Two men accused of hosting a suburban party with noisy, fighting and disorderly guests are at the centre of the first test of the State's controversial out-of-control gathering laws after a trial started in the Joondalup Magistrate's Court yesterday.
Opening the case against Jonathon James French and Travis Thomas Robinson, prosecutor William Chesnutt said Magistrate Robert Huston ought to take a "wide and expansive" definition of what was deemed to be an out of control gathering.
The trial, which defence lawyer John Prior said appeared to be the first time the laws had been tested, could set a precedent for the application of the legislation.

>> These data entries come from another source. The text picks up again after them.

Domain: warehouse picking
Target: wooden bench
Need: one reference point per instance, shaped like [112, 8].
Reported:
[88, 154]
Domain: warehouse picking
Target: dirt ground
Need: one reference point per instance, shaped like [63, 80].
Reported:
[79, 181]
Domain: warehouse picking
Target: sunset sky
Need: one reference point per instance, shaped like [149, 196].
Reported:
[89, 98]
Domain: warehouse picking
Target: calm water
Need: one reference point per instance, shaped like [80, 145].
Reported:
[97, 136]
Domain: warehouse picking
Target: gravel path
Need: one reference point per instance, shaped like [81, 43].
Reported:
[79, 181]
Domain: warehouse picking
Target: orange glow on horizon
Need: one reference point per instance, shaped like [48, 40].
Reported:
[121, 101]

Through their counsel, the men admitted that they were the organisers of a gathering on December 22 at their Padbury residence, however they both pleaded not guilty to charges alleging the combined Christmas, birthday and housewarming party became out of control.
The legislation came into effect a week before the men had the party.

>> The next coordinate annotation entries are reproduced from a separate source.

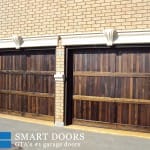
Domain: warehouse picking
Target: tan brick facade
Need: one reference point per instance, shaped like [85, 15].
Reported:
[40, 17]
[59, 89]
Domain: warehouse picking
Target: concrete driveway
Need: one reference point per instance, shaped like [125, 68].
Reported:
[32, 136]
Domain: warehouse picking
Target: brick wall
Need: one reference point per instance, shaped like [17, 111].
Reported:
[40, 17]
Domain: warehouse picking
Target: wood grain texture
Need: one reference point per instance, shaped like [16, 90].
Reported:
[27, 85]
[112, 86]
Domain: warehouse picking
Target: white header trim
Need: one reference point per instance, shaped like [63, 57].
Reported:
[120, 37]
[30, 42]
[108, 37]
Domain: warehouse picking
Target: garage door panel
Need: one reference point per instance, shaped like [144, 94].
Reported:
[111, 87]
[27, 83]
[94, 86]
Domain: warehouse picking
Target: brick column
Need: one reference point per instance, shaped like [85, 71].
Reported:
[59, 86]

Over 40 witnesses are expected to be called throughout the trial, including seven people who live near the Gibson Avenue home.
Neighbour Johanna Julie Murphy said she decided to confront the party hosts early that evening after she heard burnouts and the "large screeching of tyres".

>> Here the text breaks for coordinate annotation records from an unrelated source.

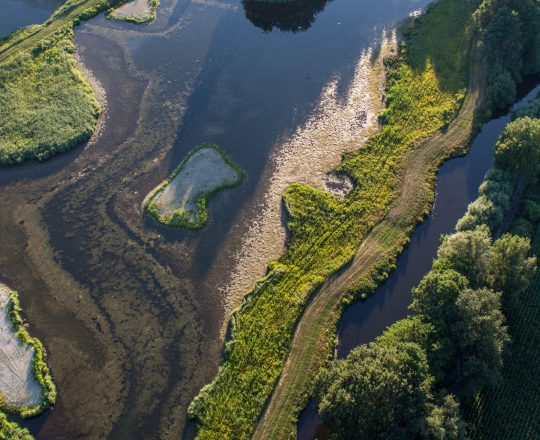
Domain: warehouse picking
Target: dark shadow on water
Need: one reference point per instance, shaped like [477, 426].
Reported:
[288, 16]
[457, 186]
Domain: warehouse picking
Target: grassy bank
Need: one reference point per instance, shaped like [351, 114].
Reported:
[41, 371]
[512, 410]
[195, 190]
[425, 91]
[46, 104]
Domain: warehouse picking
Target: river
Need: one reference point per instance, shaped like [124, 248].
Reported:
[457, 185]
[132, 314]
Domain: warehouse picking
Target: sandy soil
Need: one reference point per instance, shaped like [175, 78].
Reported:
[337, 125]
[203, 172]
[137, 8]
[17, 383]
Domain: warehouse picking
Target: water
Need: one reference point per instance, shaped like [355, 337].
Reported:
[457, 186]
[130, 313]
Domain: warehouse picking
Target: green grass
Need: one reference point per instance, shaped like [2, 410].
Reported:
[512, 410]
[326, 231]
[46, 105]
[179, 218]
[40, 368]
[12, 431]
[154, 5]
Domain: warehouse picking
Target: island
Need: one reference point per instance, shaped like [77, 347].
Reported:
[26, 386]
[182, 200]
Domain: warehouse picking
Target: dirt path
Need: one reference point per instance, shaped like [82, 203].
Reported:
[48, 30]
[323, 311]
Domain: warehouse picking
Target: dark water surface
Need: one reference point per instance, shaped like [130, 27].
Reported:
[19, 13]
[127, 310]
[457, 186]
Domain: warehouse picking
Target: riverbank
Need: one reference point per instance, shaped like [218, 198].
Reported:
[26, 386]
[326, 231]
[310, 156]
[136, 11]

She said the smell of burning rubber from "fresh burnout marks" was clear as she walked towards the home's fence to try and ask for the hosts.
Mr French allegedly yelled obscenities towards the 39-year-old mother.
"He seemed scattered, no control over the way he was carrying on," Ms Murphy said.
"(He was) quite aggressive in his manner, a heightened way about him, jeering, smiling, a coupe of people had to take him away because of the way he was speaking to me," she said.
She said she saw 13 people at the party when she attempted to speak to Mr French.
At least 12 people have to be present at a gathering for it to be deemed an out-of-control gathering.
Fellow neighbour Neil Marshall Duchan said he saw about 20 people cheering and clapping as a "massive cloud of smoke" enveloped the road when one motorbike completed a donut on the road outside the home.
Mr Duchan said he felt the situation was "looking pretty dangerous" and he was concerned for families in the area.
He said he was "scared it was going to get out of hand".The trial continues.